Мазура поглядывал на крестный ход скептически: баптисты не признают сложных обрядностей православной церкви.
— Обман! — сказал он. Фоку окружила кучка кре-стьян-баптистов. Тут же, как на беду, находился и Гудзенко. — Обман! Мы кладем секиру под корень таинств, ибо они — обман! — высокопарно сказал Мазура.
— Верно, что обман, брат Фока, — согласился кто-то из баптистов. — Ходили православные, по заблуждению своему, просить попа о крестном ходе, а он ведь не сразу согласился! Господь, говорит, карает людей за скупость. Ну, собрали ему денег. А он все не идет. Говорит: не даст господь дождя, за грехи карает, — молиться надо. А сегодня с утра заторопился, давай крестный ход поскорей, сию минуту. А почему? Барометр у него есть, аппарат такой, по-научному погоду предсказывает. И как раз сегодня повернуло на дождь.
— Завтра дождь будет! Не сегодня, а завтра! — вставил Гудзенко.
— А ты откуда знаешь? — холодно спросил Фока.
— А мне в пятнадцатом году немец руку прострелил. С тех пор не рука, а лучше всякого барометра: как накануне дождя, так ее из меня все черти тянут.
Окружающие засмеялись.
— Вот не можешь, не можешь ты, чтобы нечистую силу не помянуть, — укоризненно заметил Фока.
Тут Гудзенко, с обычной своей добродушной улыбочкой, опять запустил Фоке шпильку.

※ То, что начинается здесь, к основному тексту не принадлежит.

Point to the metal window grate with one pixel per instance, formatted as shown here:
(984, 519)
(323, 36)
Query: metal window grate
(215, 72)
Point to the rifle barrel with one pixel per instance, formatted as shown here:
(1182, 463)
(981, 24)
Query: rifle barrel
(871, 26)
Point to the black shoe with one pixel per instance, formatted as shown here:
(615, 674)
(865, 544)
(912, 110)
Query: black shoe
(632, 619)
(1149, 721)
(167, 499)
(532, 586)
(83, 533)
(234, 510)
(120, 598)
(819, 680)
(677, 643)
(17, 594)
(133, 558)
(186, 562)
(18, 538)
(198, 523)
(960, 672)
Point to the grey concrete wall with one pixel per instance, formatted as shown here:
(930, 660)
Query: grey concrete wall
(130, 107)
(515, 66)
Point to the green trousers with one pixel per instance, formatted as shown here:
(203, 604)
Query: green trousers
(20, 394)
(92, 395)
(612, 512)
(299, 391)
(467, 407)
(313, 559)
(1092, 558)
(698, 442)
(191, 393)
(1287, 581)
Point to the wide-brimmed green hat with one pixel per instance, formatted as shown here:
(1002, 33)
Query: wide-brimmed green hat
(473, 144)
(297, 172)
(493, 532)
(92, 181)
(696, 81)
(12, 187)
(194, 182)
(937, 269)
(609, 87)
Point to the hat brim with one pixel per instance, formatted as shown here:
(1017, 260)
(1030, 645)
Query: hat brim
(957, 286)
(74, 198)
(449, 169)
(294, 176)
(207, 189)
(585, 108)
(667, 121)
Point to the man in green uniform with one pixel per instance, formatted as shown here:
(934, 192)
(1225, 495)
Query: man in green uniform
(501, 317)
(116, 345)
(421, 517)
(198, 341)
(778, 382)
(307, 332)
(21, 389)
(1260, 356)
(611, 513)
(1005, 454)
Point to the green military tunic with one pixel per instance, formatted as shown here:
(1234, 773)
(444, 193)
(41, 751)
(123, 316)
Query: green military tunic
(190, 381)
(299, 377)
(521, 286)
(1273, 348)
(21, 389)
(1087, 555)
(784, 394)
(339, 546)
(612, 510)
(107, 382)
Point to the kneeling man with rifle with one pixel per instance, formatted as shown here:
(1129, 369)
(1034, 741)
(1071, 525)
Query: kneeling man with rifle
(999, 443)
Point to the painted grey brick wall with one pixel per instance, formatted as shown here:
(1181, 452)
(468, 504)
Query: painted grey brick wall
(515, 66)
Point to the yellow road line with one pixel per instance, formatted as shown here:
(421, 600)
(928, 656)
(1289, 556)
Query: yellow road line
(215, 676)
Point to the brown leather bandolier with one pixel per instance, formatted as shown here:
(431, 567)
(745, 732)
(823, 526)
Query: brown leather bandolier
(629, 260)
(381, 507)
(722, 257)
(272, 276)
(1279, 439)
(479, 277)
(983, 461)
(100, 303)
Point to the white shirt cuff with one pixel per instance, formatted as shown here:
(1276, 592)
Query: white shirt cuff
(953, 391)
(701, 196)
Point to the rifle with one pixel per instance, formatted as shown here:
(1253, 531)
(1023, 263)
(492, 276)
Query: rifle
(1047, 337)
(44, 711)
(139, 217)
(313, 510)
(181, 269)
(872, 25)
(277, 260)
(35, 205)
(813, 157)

— А что? — сказал он. — Нам черти не страшны! Они себе в аду живут, печку топят. А по-моему, та сила нечистая, которая на земле людям жить не дает.
Фока насторожился.
— Это ты о ком?
— О ком? Что ж, разве еще объяснять надо, кто у людей хлеб изо рта забирает?
Хотя Фока не был назван по имени, и он и все окружающие отлично поняли намек.
Новая обида попала на старые дрожжи. Фока рассердился.
— Я тебя, дурака темного, кормлю, — заметил он го-
лосом, в котором уже не было ни капельки обычного елея. — Тебя и сынка твоего голодранного! А ты вот какую благодарность показываешь?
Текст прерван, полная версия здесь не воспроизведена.